ABSTRACT

Greenberg and Fried make what they claim is their ‘immediate’, ‘intuitive’, ‘undeliberate’, and ‘involuntary’ experiential encounter with modern paintings the crucible of aesthetic judgement. Yet both tacitly acknowledge, as I showed in my Introduction, that what goes into this experience, and what comes out of it, is not finally separable from a whole world of other experiences, values, and interests bound up with such judgements. Greenberg signals, too, that the process of aesthetic evaluation is inevitably partly retrospective when he remarks that critics don’t just look and judge, but go on to reflect intellectually upon their experiences of looking and judging.

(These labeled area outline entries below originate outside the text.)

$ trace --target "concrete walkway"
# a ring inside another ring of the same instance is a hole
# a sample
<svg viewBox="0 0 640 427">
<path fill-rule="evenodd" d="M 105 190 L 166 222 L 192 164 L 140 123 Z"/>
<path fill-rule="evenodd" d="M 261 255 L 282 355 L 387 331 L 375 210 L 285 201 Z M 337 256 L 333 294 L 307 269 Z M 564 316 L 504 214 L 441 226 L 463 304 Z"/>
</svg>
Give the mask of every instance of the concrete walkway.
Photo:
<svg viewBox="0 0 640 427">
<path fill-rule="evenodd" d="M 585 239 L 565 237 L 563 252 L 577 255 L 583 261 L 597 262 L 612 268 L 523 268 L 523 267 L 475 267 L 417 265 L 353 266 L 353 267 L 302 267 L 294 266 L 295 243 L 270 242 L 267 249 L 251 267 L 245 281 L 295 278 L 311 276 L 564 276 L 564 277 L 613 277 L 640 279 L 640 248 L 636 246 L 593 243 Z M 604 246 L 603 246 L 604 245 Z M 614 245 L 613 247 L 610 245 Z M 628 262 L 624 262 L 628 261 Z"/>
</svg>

A parallel self-consciousness, Fried asserts, had become the object of modern painting: Manet paints his relationship to the world – including his relationship to painting – and therefore his paintings, like art writing alert to this development, are themselves kinds of criticism: pictorial criticisms of looking, painting, thinking, and the wider world1 [Plate 1]. ‘Ambitious’ painting and its similarly ambitious sympathetic criticism become evermore closely bound up together in the twentieth century – even forming sometimes what Clark calls a ‘collaboration’ – in which the critical writing up to the job, as Fried suggests, is perhaps only a little less important than the paintings themselves.